And this could lead to a simple test for early diagnosis of the debilitating mental disorder.
OCD sufferers feel intense anxiety that bad things will happen, and are compelled to practice rituals - such as handwashing or arranging objects - to prevent them.
It`s known that the gene SLC1A1 controls a protein that recovers essential chemicals called amino acids from the kidneys, but it also controls these same amino acids when they act as transmitters in the brain.
Researchers from the Centenary Institute in Sydney have now identified mutations that stop the gene working properly in the kidneys, and suspect these same mutations are also involved in OCD.
They hope to develop their findings into a test that can allow earlier diagnosis of children with OCD.
"During the past few decades studies have revealed that OCD has a strong genetic component," Centenary Institute Professor John Rasko said in a statement.
And various genetic studies had linked the disease to the SLC1A1 gene, he said, but there was no physical proof of how the gene caused it.
"Our research is a major first step towards bridging this gap," Prof Rasko said.
The gene mutations identified by the Centenary Institute team, in research published in The Journal of Clinical Investigation, cause a rare kidney disorder known as dicarboxylic aminoaciduria (DA).
"People with DA can be identified through a simple urine test," Prof Rasko said.
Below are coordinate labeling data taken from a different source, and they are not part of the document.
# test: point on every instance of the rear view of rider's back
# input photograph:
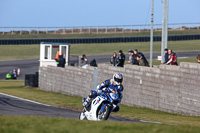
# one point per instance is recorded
(114, 83)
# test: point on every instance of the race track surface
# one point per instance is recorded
(10, 105)
(30, 66)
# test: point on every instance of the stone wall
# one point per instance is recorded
(173, 89)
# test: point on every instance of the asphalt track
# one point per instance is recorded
(11, 105)
(30, 66)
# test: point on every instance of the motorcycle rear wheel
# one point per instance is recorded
(106, 112)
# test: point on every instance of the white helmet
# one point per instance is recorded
(118, 78)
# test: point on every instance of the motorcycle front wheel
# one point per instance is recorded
(82, 115)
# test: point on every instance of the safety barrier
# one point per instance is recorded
(98, 40)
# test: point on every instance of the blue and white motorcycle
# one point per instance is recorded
(101, 106)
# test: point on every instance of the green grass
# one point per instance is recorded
(192, 60)
(9, 52)
(17, 124)
(178, 123)
(86, 35)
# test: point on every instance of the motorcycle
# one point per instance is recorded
(101, 106)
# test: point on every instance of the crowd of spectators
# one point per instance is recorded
(170, 57)
(135, 58)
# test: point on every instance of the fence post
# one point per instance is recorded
(29, 30)
(95, 78)
(12, 30)
(46, 30)
(20, 30)
(131, 28)
(3, 30)
(139, 28)
(55, 31)
(80, 30)
(64, 30)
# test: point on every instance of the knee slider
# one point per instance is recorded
(92, 94)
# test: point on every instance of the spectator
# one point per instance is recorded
(57, 55)
(93, 63)
(132, 59)
(172, 59)
(61, 61)
(84, 61)
(198, 58)
(113, 59)
(166, 55)
(130, 56)
(141, 55)
(121, 59)
(140, 61)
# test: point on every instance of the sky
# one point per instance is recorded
(46, 13)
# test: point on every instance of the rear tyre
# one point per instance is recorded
(106, 112)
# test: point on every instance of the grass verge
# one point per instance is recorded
(92, 35)
(18, 124)
(9, 52)
(14, 124)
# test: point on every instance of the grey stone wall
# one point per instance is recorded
(173, 89)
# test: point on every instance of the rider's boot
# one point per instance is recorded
(86, 101)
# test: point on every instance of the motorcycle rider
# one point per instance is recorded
(107, 85)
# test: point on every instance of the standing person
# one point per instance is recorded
(113, 59)
(132, 59)
(198, 58)
(172, 59)
(130, 56)
(121, 59)
(140, 61)
(61, 61)
(166, 55)
(57, 55)
(141, 55)
(84, 61)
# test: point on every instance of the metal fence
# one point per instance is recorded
(96, 29)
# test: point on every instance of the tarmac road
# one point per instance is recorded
(30, 66)
(11, 105)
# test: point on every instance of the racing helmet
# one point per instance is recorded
(118, 78)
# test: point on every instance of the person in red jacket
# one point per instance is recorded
(172, 59)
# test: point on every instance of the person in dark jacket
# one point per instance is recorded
(166, 55)
(61, 61)
(121, 59)
(141, 55)
(140, 61)
(114, 60)
(132, 59)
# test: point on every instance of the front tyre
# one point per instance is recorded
(103, 115)
(82, 115)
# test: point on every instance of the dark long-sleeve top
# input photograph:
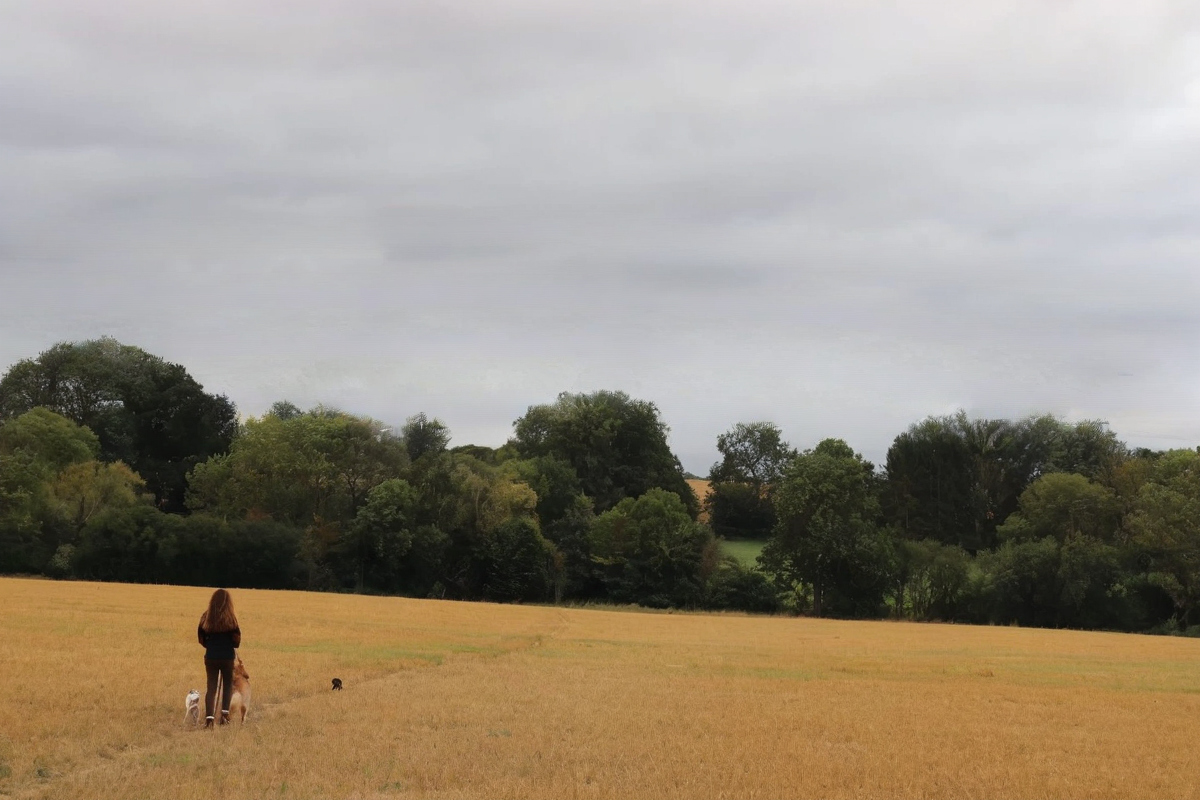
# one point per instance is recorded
(219, 645)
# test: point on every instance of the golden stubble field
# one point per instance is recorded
(449, 699)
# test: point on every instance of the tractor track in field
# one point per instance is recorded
(46, 787)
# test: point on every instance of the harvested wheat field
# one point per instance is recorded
(449, 699)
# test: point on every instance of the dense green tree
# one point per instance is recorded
(514, 561)
(35, 449)
(732, 585)
(827, 535)
(753, 458)
(1065, 506)
(931, 579)
(571, 534)
(51, 439)
(552, 479)
(129, 545)
(616, 445)
(376, 543)
(309, 470)
(929, 482)
(649, 551)
(424, 435)
(145, 411)
(1165, 525)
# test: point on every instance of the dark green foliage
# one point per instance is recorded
(1033, 522)
(931, 579)
(732, 587)
(616, 445)
(375, 546)
(739, 511)
(827, 535)
(553, 480)
(929, 483)
(126, 545)
(739, 503)
(207, 551)
(424, 435)
(571, 536)
(145, 411)
(514, 563)
(1065, 506)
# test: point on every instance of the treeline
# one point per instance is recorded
(117, 465)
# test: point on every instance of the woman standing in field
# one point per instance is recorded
(220, 635)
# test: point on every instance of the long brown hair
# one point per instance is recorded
(220, 615)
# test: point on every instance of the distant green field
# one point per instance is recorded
(744, 549)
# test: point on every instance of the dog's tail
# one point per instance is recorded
(216, 701)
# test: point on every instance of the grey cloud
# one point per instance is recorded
(839, 216)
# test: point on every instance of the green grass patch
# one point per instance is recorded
(744, 549)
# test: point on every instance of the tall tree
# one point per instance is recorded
(827, 536)
(145, 411)
(425, 435)
(754, 456)
(616, 445)
(649, 551)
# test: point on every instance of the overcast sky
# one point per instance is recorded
(838, 216)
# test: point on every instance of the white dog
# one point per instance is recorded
(192, 708)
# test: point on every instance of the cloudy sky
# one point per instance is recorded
(838, 216)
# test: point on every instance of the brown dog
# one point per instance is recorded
(240, 698)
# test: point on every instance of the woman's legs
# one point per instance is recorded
(225, 669)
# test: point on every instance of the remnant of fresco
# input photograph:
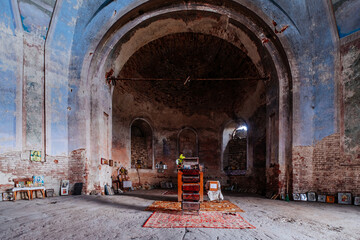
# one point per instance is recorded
(36, 15)
(347, 16)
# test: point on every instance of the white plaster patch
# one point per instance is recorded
(72, 22)
(34, 19)
(4, 28)
(78, 4)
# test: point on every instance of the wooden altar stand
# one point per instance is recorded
(190, 185)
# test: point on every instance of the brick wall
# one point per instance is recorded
(15, 165)
(324, 169)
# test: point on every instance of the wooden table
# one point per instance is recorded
(29, 191)
(181, 183)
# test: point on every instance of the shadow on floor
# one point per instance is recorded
(109, 202)
(148, 195)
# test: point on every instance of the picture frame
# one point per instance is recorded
(321, 198)
(311, 196)
(104, 161)
(330, 199)
(64, 189)
(296, 196)
(303, 197)
(344, 198)
(35, 156)
(357, 201)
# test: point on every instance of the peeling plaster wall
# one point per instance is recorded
(350, 58)
(167, 122)
(32, 65)
(35, 54)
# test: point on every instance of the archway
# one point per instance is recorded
(141, 145)
(243, 30)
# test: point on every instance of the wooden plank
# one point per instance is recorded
(180, 186)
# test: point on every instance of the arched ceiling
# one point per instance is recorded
(194, 55)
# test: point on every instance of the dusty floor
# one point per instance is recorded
(122, 217)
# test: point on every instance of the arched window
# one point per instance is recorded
(234, 149)
(188, 142)
(141, 145)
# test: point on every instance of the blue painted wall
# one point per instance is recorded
(347, 14)
(8, 69)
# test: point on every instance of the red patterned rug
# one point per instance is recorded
(170, 192)
(222, 206)
(203, 220)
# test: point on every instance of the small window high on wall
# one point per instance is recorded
(141, 145)
(188, 142)
(234, 147)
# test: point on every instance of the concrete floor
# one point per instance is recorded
(122, 217)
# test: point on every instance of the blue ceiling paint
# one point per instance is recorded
(105, 4)
(281, 9)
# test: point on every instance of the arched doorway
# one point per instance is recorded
(141, 145)
(235, 148)
(117, 51)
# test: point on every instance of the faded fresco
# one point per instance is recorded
(347, 14)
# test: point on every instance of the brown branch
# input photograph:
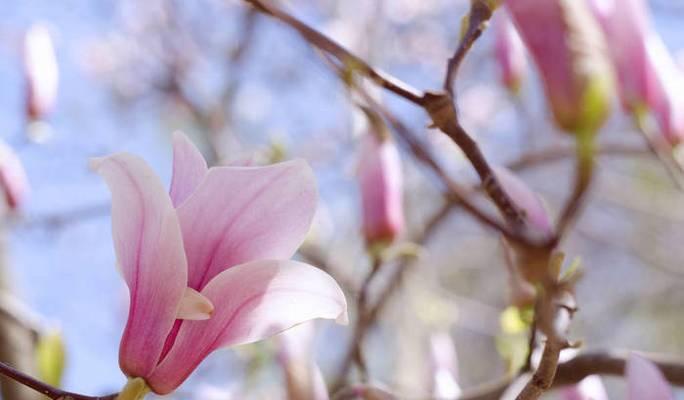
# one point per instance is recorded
(47, 390)
(478, 16)
(342, 55)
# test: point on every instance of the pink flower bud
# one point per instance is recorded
(567, 47)
(381, 186)
(668, 106)
(12, 177)
(589, 388)
(645, 381)
(42, 74)
(510, 52)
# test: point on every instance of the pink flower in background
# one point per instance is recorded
(208, 265)
(668, 108)
(303, 377)
(645, 381)
(444, 367)
(589, 388)
(13, 179)
(381, 185)
(649, 79)
(510, 52)
(626, 28)
(567, 47)
(42, 73)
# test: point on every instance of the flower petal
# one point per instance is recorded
(194, 306)
(189, 168)
(252, 301)
(149, 250)
(645, 381)
(241, 214)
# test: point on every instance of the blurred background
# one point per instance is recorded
(244, 86)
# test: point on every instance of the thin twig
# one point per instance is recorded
(49, 391)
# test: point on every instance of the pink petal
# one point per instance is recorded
(252, 301)
(189, 168)
(645, 381)
(194, 306)
(12, 177)
(381, 185)
(526, 199)
(509, 51)
(149, 250)
(240, 214)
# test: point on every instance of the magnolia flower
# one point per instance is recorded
(510, 52)
(303, 377)
(207, 265)
(381, 186)
(13, 179)
(567, 48)
(42, 74)
(649, 80)
(645, 381)
(444, 367)
(589, 388)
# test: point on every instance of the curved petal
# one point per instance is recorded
(189, 168)
(241, 214)
(645, 381)
(149, 250)
(251, 302)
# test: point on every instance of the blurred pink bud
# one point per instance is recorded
(668, 106)
(510, 52)
(444, 367)
(42, 73)
(207, 264)
(589, 388)
(528, 201)
(567, 47)
(381, 185)
(302, 375)
(645, 381)
(626, 28)
(12, 177)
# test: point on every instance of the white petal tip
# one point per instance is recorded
(343, 318)
(95, 163)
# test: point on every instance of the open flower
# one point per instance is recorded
(207, 266)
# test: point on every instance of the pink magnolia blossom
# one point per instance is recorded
(42, 73)
(13, 179)
(381, 186)
(444, 367)
(302, 375)
(208, 265)
(589, 388)
(648, 77)
(668, 107)
(645, 381)
(509, 51)
(567, 47)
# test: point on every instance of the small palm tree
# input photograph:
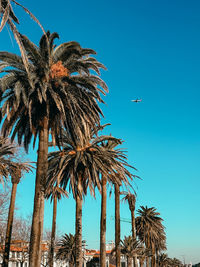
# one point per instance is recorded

"If this idea is confirmed in clinical trials, a simple urine test might be used to screen young children ... to identify anyone who may be at risk of early onset OCD."
OCD expert Dr Mairwen Jones from the University of Sydney says early onset OCD affects about three per cent of Australians.
"It is the most intractable and disabling of the anxiety disorders," she said in the Centenary Institute statement.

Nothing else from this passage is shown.